Кроме стеллажа, перпендикулярно приставленного к письменному столу. На нем ровной шеренгой выстроились папки скоросшивателей с надписью «Страховой архив». Аккуратные неотличимые папки – только на корешках были последовательно наклеены цифры – «1976», «1976а», «1977», «1978», «1978а»…

В такой же коричневатый картонный мундир облачена подшивка «Пиеликумса». Ну, конечно! Могу голову дать наотрез: в папках с ежегодной датой действительно страховой архив, а в помеченных литерой «а» – мое сокровенное.

Наше с Флором Алексеевичем, с цветочком моим, – наше сокровенное.

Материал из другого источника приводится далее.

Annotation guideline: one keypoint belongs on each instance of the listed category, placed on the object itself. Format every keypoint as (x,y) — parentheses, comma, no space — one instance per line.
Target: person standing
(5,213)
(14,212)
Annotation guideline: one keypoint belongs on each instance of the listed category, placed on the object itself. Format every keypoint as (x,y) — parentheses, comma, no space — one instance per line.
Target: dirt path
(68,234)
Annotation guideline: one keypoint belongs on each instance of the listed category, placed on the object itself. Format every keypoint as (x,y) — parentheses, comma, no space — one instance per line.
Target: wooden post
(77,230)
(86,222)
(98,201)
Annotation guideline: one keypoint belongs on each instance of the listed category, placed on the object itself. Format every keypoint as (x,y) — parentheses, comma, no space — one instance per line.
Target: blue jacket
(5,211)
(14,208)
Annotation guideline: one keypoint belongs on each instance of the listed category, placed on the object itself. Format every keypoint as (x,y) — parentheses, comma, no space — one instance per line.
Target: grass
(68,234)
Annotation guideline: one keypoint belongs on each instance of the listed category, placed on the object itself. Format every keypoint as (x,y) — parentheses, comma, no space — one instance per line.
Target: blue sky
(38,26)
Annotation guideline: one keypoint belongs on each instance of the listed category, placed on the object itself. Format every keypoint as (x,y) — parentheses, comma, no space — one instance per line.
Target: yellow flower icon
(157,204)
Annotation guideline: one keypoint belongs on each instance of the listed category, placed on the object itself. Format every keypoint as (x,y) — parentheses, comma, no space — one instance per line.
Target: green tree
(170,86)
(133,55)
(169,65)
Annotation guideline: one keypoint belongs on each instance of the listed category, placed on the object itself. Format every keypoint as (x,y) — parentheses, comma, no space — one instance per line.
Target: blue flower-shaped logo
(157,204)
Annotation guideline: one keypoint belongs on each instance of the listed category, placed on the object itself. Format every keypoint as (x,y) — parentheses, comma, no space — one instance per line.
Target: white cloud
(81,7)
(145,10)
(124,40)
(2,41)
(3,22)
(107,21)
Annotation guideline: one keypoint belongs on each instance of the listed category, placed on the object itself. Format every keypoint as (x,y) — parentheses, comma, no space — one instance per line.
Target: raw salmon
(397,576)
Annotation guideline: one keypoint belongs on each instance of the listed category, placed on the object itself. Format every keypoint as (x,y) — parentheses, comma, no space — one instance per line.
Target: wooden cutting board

Благополучно, не сломав шею, спустилась из окна кабинета в свою терраску, вышла на крыльцо и обессиленно уселась на теплые доски. Нет, невозможно выходить замуж с такими плохими нервами. Слишком сильно напрягаюсь я, слишком переживаю и нервничаю из-за всяких глупостей. Ведь вся затеянная мною история – в масштабе происходящих в мире злодейств – действительно глупый пустяк. Правда, в мировом масштабе жизнь каждого отдельного человека тоже малозначительный пустяк. Только все равно очень жить хочется – каждому отдельному. И если можно – то по-людски…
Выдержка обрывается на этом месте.